ジョンソンは、ソ連での生活に関する自身の肯定的な記述を擁護し、「5つのソビエト共和国といくつかの大都市」を訪問し、「何度も長時間、完全に一人で歩き回った」と強調し、「さまざまな町や村のあらゆる場所を昼夜問わず見た」と述べた。しかし、後にこの本の大部分が、ジョンソンが議長を務めていたソビエト連邦との文化関係協会のような親ソビエト宣伝組織によって作成された資料から、逐語的にコピーされたものであることが判明した。
4.2. 戦後活動と受賞歴
第二次世界大戦中、ジョンソンはソ連の路線に厳密に従った。モロトフ=リッベントロップ協定が締結された1939年以降、イギリスがドイツと戦争状態にあったにもかかわらず、彼は戦争に反対し、厭戦的なプロパガンダを広めていると非難された。しかし、1941年にナチス・ドイツがソビエト連邦に侵攻すると、彼は戦争を支持する側に転じた。MI5のファイルによれば、この時期でも「カンタベリーの首席司祭が兵士に講演することを許可するのは望ましくない」と判断されていた。

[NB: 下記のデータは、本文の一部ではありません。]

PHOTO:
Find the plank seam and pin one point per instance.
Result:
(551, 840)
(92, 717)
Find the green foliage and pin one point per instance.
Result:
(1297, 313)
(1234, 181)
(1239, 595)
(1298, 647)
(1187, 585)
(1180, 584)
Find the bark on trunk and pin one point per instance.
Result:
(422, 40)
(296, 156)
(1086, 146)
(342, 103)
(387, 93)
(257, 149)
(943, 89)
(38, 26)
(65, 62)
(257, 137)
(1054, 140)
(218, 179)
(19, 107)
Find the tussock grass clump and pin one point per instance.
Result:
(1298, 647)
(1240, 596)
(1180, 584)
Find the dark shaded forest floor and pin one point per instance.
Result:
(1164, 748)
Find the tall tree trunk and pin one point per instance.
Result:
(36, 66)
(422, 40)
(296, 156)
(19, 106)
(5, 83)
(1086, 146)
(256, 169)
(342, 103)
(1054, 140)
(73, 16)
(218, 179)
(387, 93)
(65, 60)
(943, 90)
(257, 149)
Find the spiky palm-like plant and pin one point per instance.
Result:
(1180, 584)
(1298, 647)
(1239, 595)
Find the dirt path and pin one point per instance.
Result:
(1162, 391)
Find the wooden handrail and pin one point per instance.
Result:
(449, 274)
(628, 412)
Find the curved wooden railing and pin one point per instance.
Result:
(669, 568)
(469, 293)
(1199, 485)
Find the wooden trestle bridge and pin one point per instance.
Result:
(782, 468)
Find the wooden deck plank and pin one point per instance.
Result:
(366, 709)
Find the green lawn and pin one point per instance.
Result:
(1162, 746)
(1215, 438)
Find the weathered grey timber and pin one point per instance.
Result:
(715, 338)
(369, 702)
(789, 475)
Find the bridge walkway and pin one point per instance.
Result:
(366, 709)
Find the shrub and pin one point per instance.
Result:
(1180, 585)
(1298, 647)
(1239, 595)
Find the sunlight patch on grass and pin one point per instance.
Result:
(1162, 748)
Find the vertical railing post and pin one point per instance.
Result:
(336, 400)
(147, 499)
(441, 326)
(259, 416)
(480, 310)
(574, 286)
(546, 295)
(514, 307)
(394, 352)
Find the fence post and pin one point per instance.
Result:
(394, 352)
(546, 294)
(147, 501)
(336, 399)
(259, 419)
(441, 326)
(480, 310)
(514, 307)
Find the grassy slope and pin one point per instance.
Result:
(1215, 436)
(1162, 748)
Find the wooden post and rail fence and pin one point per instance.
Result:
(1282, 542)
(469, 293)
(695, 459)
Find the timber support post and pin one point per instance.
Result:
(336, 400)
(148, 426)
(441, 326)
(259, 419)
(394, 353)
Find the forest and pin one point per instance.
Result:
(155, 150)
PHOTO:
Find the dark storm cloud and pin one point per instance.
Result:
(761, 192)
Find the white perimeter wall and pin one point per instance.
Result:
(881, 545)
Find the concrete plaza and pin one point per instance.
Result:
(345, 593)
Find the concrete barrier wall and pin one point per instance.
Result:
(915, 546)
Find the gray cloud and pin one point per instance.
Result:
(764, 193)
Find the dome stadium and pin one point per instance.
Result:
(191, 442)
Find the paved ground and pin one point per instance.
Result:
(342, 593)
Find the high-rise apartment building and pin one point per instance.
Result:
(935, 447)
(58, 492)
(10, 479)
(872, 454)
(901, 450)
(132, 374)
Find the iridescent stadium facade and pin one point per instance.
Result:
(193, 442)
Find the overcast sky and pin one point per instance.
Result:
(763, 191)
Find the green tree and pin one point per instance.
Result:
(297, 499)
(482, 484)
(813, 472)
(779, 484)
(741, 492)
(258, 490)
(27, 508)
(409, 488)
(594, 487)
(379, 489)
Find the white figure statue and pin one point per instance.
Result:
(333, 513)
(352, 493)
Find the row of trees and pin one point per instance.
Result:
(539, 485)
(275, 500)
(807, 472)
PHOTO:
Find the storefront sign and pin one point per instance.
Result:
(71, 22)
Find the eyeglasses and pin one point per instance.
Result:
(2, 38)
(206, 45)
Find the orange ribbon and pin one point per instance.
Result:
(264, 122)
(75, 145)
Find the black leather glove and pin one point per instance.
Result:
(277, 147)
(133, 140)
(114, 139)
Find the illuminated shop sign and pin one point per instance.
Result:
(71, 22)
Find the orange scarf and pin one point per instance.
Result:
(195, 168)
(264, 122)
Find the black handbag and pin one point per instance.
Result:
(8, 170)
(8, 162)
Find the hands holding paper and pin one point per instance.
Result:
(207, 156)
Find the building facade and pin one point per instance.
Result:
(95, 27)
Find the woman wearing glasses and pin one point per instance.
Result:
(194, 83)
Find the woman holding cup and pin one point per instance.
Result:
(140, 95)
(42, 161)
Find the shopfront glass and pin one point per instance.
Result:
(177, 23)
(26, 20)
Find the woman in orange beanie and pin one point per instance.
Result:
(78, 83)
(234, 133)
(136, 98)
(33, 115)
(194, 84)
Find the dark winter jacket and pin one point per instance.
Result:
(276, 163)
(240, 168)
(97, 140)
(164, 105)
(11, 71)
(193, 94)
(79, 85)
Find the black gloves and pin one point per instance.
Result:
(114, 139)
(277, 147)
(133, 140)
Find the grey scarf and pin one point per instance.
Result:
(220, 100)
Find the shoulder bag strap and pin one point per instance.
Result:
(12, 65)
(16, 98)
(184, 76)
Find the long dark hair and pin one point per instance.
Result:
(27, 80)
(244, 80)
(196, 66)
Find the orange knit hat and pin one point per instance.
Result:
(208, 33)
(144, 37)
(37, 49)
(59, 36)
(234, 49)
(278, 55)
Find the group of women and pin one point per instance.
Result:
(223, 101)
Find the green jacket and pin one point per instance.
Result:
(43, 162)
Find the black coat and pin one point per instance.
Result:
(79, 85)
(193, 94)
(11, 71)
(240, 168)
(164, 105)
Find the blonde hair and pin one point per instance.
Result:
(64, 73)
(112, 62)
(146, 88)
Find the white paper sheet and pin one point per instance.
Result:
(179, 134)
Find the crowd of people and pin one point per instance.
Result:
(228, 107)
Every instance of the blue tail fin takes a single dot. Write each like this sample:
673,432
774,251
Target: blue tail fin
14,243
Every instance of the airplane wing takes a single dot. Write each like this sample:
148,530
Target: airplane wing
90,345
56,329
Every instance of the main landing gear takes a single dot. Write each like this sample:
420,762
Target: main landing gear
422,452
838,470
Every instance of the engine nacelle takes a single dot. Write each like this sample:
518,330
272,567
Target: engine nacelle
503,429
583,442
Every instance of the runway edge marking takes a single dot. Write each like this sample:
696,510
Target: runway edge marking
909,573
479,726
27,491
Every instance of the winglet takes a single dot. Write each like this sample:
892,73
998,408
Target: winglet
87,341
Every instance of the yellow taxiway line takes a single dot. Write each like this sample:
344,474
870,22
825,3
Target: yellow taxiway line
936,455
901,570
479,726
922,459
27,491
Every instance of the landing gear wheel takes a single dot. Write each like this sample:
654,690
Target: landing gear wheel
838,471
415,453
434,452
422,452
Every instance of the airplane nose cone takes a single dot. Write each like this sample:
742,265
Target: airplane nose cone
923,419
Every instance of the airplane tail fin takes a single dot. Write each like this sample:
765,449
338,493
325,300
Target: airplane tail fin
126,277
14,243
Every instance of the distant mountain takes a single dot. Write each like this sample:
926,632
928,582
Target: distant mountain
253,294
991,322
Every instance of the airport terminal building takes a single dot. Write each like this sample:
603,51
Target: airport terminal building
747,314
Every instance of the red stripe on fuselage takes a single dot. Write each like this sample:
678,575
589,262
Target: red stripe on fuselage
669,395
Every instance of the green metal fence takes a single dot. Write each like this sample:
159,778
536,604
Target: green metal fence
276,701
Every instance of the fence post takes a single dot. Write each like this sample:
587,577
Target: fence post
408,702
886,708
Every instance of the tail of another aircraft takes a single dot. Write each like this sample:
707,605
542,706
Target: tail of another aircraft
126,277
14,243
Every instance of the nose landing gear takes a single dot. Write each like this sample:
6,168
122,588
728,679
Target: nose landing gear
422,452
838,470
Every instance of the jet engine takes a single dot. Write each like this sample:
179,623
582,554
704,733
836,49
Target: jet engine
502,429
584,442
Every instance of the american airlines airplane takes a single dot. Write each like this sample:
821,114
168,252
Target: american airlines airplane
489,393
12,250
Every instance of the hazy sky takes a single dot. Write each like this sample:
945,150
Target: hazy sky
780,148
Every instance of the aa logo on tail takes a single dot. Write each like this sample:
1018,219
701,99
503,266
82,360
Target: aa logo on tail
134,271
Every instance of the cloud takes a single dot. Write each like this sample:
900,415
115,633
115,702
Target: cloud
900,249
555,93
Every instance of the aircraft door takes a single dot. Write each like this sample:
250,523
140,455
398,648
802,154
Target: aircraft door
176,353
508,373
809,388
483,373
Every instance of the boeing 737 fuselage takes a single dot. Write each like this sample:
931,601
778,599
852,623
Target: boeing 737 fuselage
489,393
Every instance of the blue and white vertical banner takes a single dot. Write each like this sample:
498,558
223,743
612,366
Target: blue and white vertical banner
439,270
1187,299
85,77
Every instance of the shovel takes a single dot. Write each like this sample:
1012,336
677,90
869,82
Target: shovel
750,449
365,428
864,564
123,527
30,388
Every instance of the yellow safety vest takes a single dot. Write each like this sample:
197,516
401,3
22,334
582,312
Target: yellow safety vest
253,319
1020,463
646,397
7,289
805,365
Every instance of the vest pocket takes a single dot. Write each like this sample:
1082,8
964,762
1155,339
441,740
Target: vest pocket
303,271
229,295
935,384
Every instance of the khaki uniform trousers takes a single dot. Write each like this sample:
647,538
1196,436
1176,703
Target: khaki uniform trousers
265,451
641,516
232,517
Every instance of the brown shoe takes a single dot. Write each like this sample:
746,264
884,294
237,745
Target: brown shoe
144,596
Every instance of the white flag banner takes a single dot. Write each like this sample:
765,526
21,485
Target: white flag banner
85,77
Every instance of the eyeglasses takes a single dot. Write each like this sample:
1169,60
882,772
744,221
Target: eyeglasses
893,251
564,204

戦争終結時、ジョンソンは「ソビエト援助合同委員会の議長としての卓越した功績」が認められ、労働赤旗勲章を授与された。1951年にはスターリン平和賞を受賞している。戦後もジョンソンは、自身の公的な立場を利用して親ソビエト的な見解を広め続けた。1948年からは、英ソ友好協会の指導者を務めた。1954年には、『デイリー・スケッチ』紙が、彼を悪魔の角を持つ姿で描き、黒人公民権運動指導者ビリー・ストラチャンやポール・ロブソンと並んでポーズをとらせた風刺画を掲載し、ジョンソンを攻撃した。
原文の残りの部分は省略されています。